ADHD folk like me, I'm told, recognizing that things are spinning out of control, sometimes turn attention (as I have) to a near-obsessive study of organizational skills. I hear it's a good thing, although so far I've not been very successful at implementing much of anything.
In my case, going into private practice as an attorney is what's brought things to the fore. Private practice removed the last of the built-in structures that helped keep me somewhat on track in prior jobs. The good news is that although I thought I'd been cut adrift, I'm actually not. The bad news is the reason I'm not adrift is because there's a raging torrent of chaos and I'm kind of caught in the middle of it.
Anyway, that's a whole lot of babbling about nothing (another problem, I guess, we have). What I meant to post here was that I recently found some books are geared towards helping ADHD people get organized.
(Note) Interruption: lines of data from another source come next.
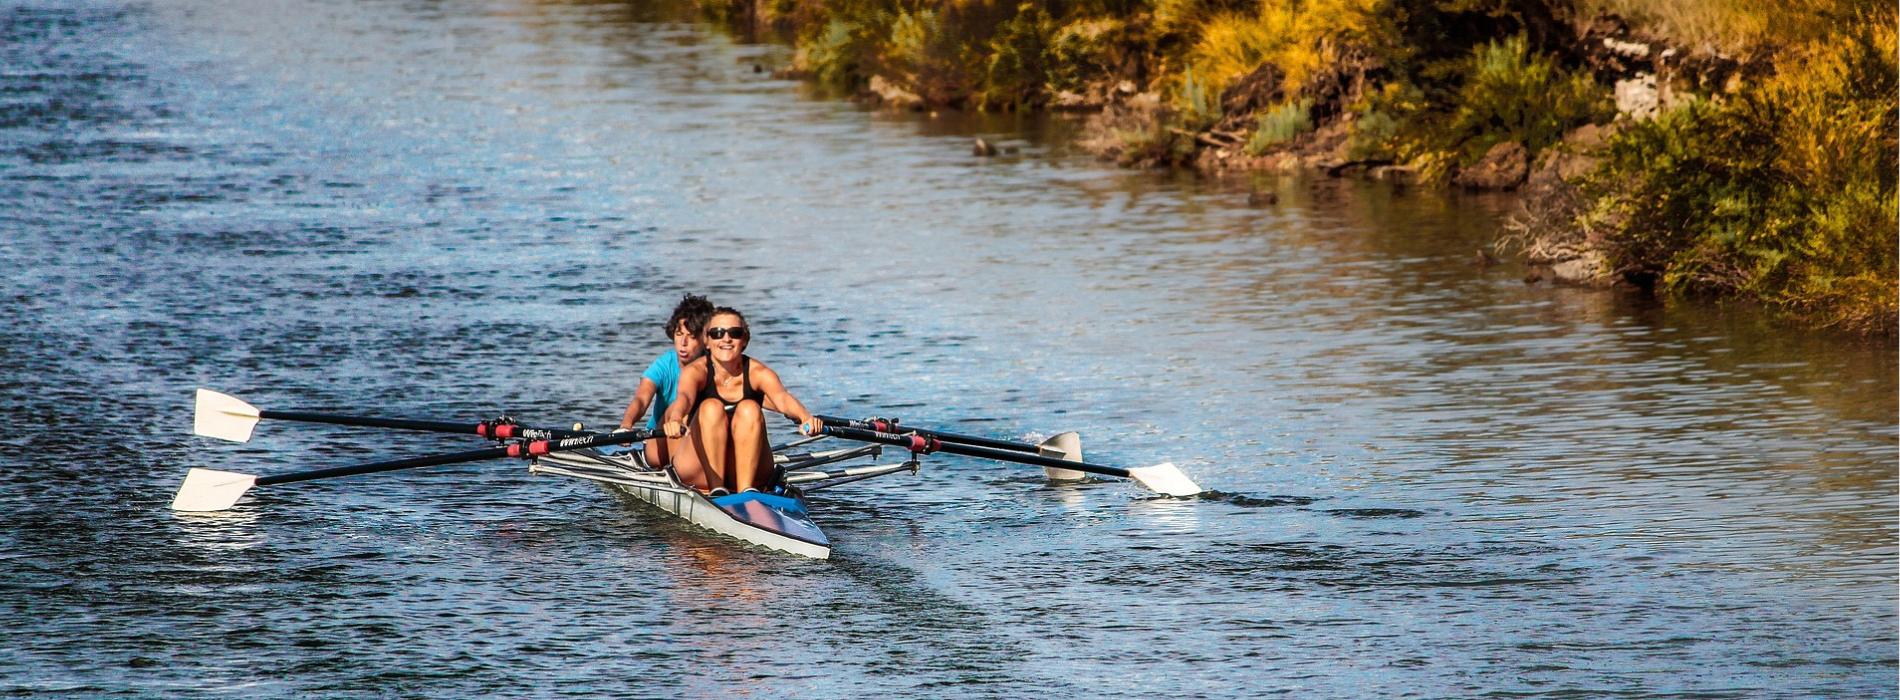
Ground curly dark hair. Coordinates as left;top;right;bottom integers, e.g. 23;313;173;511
665;294;714;339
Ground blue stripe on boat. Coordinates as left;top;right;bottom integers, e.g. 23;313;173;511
711;492;829;547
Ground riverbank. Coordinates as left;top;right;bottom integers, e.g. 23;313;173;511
698;0;1896;335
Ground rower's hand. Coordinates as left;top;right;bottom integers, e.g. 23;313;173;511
663;419;685;439
799;417;824;437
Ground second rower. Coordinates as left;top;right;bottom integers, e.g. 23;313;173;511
620;293;715;489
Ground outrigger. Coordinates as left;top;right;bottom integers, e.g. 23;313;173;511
173;389;1204;558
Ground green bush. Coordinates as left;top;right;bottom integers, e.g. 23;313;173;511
983;3;1055;108
1358;34;1607;181
1176;67;1220;130
889;10;967;103
1580;13;1896;332
802;19;864;87
1045;18;1126;94
1345;107;1400;160
1583;99;1758;288
1442;34;1609;163
792;0;897;89
1246;99;1313;154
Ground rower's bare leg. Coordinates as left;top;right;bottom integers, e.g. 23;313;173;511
731;399;766;492
663;434;712;492
694;398;732;492
643;437;669;468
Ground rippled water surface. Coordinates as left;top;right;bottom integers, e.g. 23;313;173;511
2;1;1895;697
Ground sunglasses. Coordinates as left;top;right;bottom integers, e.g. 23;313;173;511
706;326;748;340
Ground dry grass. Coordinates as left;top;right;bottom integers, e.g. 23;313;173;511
1579;0;1875;52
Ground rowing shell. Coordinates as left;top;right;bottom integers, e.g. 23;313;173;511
175;389;1198;557
530;442;912;559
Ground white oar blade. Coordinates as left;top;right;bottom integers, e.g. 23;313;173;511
1037;431;1086;481
170;468;259;511
1128;462;1203;498
194;388;261;443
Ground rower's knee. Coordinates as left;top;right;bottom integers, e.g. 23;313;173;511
731;400;763;430
695;400;728;434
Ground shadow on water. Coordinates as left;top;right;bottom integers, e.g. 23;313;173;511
1319;507;1428;519
1108;538;1581;591
1204;491;1320;508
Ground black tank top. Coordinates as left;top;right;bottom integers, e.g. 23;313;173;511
703;354;765;408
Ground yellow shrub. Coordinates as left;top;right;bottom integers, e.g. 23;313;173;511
1154;0;1216;36
1178;0;1379;104
1183;12;1283;98
1753;10;1897;328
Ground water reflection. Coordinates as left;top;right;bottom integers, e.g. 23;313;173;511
169;510;267;552
1126;494;1204;535
674;541;772;606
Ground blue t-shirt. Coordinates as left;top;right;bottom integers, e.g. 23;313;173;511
641;352;684;431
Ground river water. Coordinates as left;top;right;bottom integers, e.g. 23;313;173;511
2;1;1894;697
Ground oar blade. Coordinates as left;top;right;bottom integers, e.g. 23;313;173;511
194;388;261;443
1037;432;1086;481
170;468;259;512
1128;462;1203;498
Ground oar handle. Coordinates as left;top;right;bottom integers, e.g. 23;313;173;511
255;429;652;486
259;409;589;440
813;415;1043;455
819;425;1133;479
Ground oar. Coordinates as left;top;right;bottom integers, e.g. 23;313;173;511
170;428;652;512
819;425;1202;497
194;388;588;443
813;415;1068;454
814;415;1087;480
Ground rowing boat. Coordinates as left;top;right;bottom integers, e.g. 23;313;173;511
172;389;1203;558
530;440;913;559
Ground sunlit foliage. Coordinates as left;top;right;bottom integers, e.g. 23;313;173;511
699;0;1897;331
1580;10;1896;331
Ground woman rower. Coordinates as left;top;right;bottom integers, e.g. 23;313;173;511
619;293;714;489
661;307;822;495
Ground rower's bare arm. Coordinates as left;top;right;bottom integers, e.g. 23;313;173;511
619;378;660;429
754;363;818;433
662;364;706;436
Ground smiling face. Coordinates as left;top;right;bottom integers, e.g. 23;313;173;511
670;319;704;363
702;311;749;362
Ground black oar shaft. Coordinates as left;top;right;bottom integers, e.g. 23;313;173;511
256;446;511;486
814;415;1042;454
258;409;587;440
820;425;1132;479
261;410;478;436
253;429;651;487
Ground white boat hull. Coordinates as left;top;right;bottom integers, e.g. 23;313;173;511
534;450;832;559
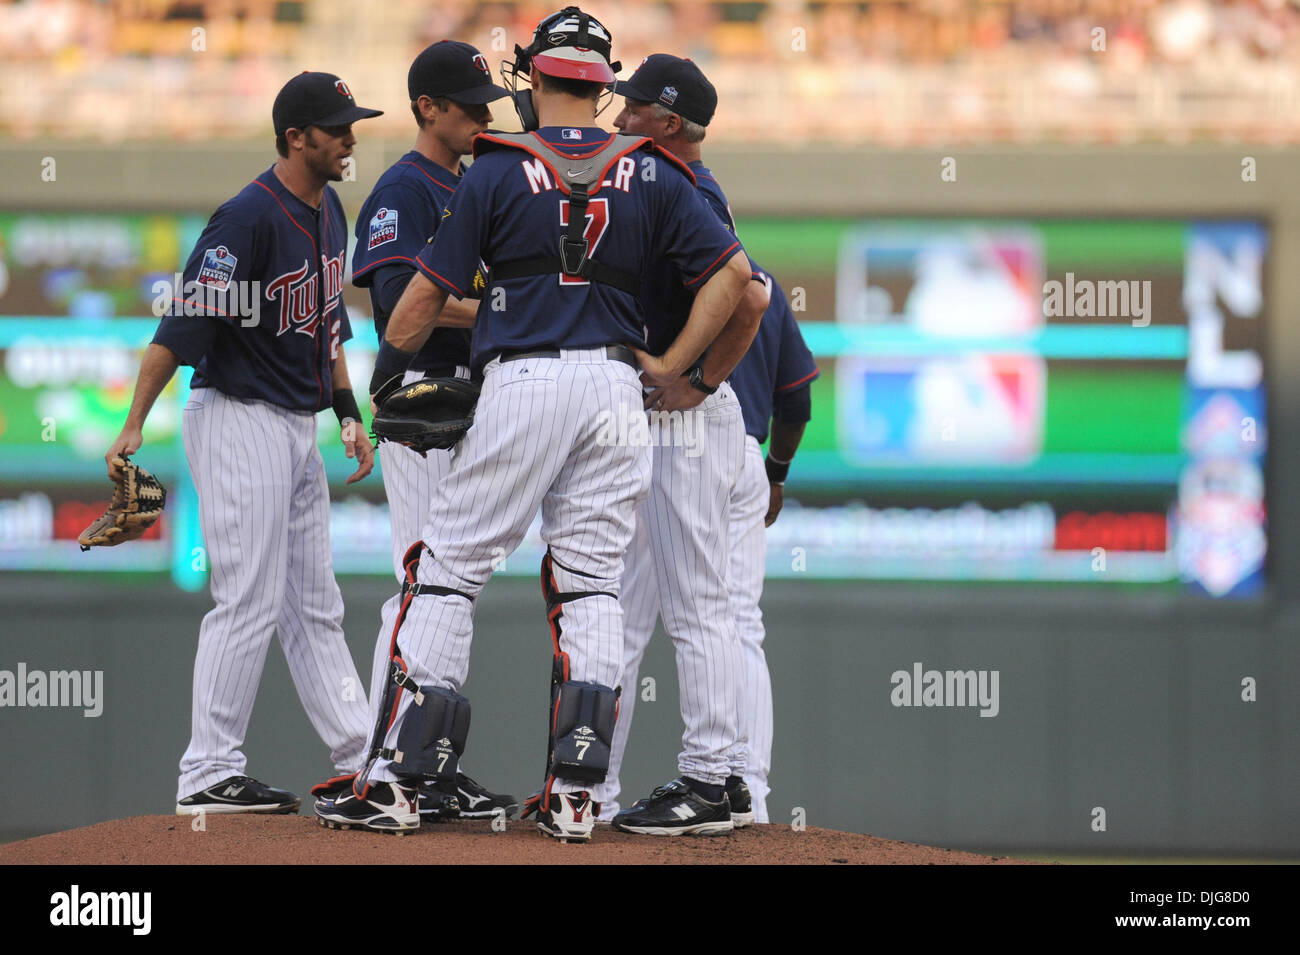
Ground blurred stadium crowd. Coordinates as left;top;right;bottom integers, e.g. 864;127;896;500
1;0;1297;143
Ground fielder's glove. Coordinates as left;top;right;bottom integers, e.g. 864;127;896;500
371;377;481;455
79;456;167;550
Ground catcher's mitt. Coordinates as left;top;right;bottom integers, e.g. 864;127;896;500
372;377;481;454
79;456;167;550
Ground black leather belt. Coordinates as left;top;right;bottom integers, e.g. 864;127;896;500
498;344;638;369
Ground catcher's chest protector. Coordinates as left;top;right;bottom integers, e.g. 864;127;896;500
473;131;657;195
472;132;696;294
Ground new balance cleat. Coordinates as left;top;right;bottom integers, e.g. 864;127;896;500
176;775;300;815
612;778;733;837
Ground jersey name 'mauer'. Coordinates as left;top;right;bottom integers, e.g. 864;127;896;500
151;166;353;413
519;153;638;195
416;126;743;374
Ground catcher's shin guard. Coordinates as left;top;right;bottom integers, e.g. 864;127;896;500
357;540;473;796
536;550;621;803
389;685;470;782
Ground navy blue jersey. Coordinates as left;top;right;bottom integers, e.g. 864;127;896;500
692;163;738;233
351;151;472;376
415;127;742;373
152;167;352;413
729;271;820;443
639;161;758;356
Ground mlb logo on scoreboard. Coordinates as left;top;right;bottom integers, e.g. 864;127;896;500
837;354;1045;464
368;207;398;250
197;246;237;289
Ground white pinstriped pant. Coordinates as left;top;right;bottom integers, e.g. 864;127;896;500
177;388;370;801
365;369;460;747
592;382;747;807
730;436;774;823
364;350;651;795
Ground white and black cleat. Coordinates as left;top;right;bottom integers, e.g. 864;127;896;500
175;775;300;815
314;781;420;835
534;790;595;843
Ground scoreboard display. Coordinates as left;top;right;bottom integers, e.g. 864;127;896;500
0;213;1269;596
744;217;1268;597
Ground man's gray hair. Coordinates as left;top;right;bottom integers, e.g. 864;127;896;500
650;103;707;143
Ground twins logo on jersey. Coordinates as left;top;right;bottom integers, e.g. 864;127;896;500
198;246;238;290
266;250;346;337
368;207;399;250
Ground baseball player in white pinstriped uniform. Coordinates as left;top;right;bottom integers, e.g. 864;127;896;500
322;41;519;823
591;55;776;836
720;271;818;823
597;265;816;829
312;7;752;841
106;72;383;814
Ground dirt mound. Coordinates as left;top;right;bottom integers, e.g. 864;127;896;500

I'm looking at them to try to help supplement what I'm learning from GTD.
The one I'm almost done reading -- 4 Weeks to an Organized Life with AD/HD by Freed and Shapiro -- talks about trying different techniques, mostly involving visualization because AD/HD people are supposed to be more "visual thinkers." (It does seem to be true for me.)
Two others I haven't read yet, but have ordered, are:
ADD-Friendly Ways to Organize Your Life by Kolberg and Nadeau
Organizing Solutions for People with Attention Deficit Disorder by Pinsky
Lastly, a book which is helping me a quite a bit is called The Disorganized Mind: Coaching your ADHD Brain to Take Control of your Tasks, Time and Talents.
Frankly, that was the book that reminded me that I had ADHD and it hadn't gone away by my becoming an adult. My wife and office partner have both also looked at the book now, too, and agree it's me. The ANSWER approach outlined in that book is helping me to start to build some structure.
And the GTD program is helping me get some structure for my "stuff."
Hope that helps someone.
-- Rick
P.S. I learned about the books I mentioned by googling "organizational skills for people ADHD" or something like that. I found there are also websites oriented towards the same idea, but haven't had time to look at them yet.